I contenuti di quella seconda dichiarazione erano nella sostanza identici alla prima, con l’aggiunta però di una mappa a colori riproducente la ZEE palestinese, le cui coordinate geografiche erano state determinate utilizzando il World Geodetic System 1984.
Non essendo, quello palestinese, uno Stato riconosciuto da Israele, non si fece attendere la contestazione di Tel Aviv (https://www.un.org/depts/los/LEGISLATIONANDTREATIES/PDFFILES/communications/ISR_PSE.pdf ) che se da un lato non aderisce alla UNCLOS, dall’altro, molto astutamente, affermava che solo gli Stati sovrani hanno il diritto alle zone marittime, compresi i mari territoriali e le zone economiche esclusive, nonché di dichiarare i confini marittimi.
Una volta chiarite le ragioni del contendere occorre, però, sottolineare che la disputa è frutto anche delle differenti metodologie attuate da palestinesi e israeliani per la delimitazione dei rispettivi confini marittimi.
I primi, in ottemperanza agli articoli 74 e 83 della UNCLOS, hanno fatto ricorso al criterio equitable principles, che contempla l’esigenza di un accordo tra Stati richiamando l’Accordo di Oslo.

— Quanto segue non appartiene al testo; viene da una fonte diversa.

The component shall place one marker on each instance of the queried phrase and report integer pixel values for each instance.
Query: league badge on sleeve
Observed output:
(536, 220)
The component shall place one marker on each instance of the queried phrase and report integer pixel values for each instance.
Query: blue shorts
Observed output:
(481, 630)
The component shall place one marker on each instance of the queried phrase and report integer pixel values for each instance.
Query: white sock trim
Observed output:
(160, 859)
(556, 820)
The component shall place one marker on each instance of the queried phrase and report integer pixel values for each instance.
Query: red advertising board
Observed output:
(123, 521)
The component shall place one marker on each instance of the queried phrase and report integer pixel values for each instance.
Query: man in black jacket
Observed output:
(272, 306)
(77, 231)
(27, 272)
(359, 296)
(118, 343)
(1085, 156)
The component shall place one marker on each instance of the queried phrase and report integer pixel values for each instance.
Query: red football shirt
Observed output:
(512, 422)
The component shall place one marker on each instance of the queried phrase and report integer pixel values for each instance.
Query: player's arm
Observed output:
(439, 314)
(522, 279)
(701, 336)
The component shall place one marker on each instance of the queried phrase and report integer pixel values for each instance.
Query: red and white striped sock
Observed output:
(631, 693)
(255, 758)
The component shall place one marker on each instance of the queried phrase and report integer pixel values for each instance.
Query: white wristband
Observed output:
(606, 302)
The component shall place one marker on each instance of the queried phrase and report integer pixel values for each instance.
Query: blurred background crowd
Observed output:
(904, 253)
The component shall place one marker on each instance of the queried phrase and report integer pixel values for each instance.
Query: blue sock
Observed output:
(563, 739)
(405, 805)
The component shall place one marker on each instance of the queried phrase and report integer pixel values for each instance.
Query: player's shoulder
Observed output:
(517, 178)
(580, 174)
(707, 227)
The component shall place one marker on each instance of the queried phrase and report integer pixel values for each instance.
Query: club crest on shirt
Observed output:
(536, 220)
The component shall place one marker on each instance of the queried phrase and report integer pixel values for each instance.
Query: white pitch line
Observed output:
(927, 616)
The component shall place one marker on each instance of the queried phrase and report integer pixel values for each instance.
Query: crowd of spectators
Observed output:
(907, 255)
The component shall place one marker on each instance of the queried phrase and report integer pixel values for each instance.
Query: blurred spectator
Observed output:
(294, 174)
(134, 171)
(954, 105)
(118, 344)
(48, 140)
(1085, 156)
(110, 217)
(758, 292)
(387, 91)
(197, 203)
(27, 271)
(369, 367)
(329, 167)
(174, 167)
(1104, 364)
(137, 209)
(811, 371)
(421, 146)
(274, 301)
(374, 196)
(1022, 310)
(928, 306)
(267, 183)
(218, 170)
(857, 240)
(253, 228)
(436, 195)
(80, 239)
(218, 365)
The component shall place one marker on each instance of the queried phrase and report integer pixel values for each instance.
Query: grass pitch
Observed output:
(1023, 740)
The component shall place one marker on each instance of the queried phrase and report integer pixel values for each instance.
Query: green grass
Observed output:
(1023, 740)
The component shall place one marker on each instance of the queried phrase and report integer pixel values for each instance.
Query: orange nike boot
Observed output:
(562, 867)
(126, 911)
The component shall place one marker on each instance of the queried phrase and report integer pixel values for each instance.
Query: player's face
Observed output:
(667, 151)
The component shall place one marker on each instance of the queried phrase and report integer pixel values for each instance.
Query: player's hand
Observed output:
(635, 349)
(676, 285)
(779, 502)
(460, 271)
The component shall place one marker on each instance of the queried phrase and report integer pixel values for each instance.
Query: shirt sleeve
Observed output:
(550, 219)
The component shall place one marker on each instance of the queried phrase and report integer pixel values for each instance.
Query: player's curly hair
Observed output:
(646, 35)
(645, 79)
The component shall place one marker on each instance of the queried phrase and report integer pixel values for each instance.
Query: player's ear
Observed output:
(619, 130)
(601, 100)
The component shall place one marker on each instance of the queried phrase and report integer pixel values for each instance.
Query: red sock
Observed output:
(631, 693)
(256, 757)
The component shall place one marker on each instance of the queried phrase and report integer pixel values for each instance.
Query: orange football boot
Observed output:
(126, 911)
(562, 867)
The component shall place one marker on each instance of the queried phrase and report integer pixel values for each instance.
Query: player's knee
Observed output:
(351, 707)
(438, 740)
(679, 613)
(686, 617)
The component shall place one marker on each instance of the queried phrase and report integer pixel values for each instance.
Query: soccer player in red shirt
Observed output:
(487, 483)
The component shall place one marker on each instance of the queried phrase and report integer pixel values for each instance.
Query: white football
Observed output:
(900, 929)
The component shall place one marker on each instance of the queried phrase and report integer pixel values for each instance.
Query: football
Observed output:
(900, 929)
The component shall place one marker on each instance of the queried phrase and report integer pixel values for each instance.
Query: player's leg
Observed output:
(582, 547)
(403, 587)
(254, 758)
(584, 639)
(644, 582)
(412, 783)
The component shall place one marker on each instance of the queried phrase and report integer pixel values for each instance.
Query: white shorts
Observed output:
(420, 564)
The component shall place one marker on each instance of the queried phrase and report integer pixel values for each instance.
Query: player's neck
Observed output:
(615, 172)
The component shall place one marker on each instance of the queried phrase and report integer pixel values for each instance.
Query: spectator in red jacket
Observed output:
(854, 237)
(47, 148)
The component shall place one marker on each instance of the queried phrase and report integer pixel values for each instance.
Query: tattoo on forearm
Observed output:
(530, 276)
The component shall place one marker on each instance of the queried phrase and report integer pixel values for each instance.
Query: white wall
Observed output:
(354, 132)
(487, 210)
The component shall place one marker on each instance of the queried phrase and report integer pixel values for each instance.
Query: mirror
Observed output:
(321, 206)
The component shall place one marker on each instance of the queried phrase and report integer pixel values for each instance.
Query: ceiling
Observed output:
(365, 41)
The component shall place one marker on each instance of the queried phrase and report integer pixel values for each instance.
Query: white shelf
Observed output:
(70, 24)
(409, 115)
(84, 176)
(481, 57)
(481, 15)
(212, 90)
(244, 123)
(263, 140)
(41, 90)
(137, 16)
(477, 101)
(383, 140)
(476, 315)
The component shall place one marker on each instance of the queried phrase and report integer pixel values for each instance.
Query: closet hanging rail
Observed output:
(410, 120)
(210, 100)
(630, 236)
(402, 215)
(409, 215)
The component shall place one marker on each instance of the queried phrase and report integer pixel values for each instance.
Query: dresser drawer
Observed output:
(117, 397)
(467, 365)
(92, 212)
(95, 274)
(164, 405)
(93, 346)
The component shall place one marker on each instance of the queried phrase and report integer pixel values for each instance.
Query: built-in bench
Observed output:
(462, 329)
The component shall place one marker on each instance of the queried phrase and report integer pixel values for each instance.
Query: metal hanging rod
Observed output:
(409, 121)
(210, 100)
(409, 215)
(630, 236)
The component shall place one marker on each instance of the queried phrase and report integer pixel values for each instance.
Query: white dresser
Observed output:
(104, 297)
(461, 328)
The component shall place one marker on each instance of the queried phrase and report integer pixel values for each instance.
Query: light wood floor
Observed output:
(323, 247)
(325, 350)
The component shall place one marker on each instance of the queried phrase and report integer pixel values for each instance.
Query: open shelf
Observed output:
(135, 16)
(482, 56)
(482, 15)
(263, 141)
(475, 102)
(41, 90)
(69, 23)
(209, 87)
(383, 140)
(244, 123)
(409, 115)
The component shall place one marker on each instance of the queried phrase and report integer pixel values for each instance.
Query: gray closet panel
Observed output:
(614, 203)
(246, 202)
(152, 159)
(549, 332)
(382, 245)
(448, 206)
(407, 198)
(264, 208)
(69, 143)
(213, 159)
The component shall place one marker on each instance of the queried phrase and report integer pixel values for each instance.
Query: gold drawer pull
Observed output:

Diversamente, Israele adotta il principio della median equidistance line che consente invece di eludere il vincolo di un modus vivendi tra Stati rivieraschi.
Non è poi di scarsa importanza il peso dell’assenza di uniformità, in seno alla comunità internazionale, del pieno riconoscimento delle prerogative sovrane dello Stato di Palestina nonostante la maggioranza dei favorevoli.
Caso emblematico è la vertenza riguardante l’esplorazione di idrocarburi e installazione di giacimenti offshore lanciato con un bando del Ministero dell’Energia israeliano (cui ha partecipato anche l’ENI) del 13 dicembre 2022 (4° Offshore Bid Round - OBR4).
Alcune associazioni umanitarie palestinesi, constatando che la procedura richiamasse il diritto interno israeliano, denunciarono l’annessione de facto e de jure delle aree marittime già oggetto di rivendicazione della Palestina, scavalcando l’UNCLOS.
Esse fecero appello alle società coinvolte di astenersi immediatamente dalla partecipazione “ad atti di saccheggio delle risorse naturali sovrane del popolo palestinese” in violazione all’art 55 del regolamento annesso alla Quarta Convenzione dell’Aja concernente le leggi e gli usi della guerra terrestre che vieta lo sfruttamento delle risorse non rinnovabili del territorio occupato, a scopo di lucro commerciale e a beneficio della potenza occupante.
Israele, che non è Stato parte della Convenzione, in virtù di tale disposto normativo, è da considerarsi come mero amministratore e usufruttuario.
La soluzione alle criticità derivanti dai diversi approcci giuridico-internazionali alla questione della territorializzazione delle acque antistanti la Striscia di Gaza sembra al momento presentare tre vie: una di natura ancora giudiziale innanzi alla Corte Internazionale di Giustizia dell’Aja; una di natura diplomatica, attraverso una conferenza multilaterale dei Paesi mediterranei e, certamente quella più rapida, ma per sua stessa natura maggiormente foriera di instabilità e conflittualità, che tende ad affrontare le controversie attraverso il perseguimento di una mera politica di potenza.
Ad oggi, come dimostrano gli eventi di stretta attualità sembra essere (ancora) quest’ultima a prevalere.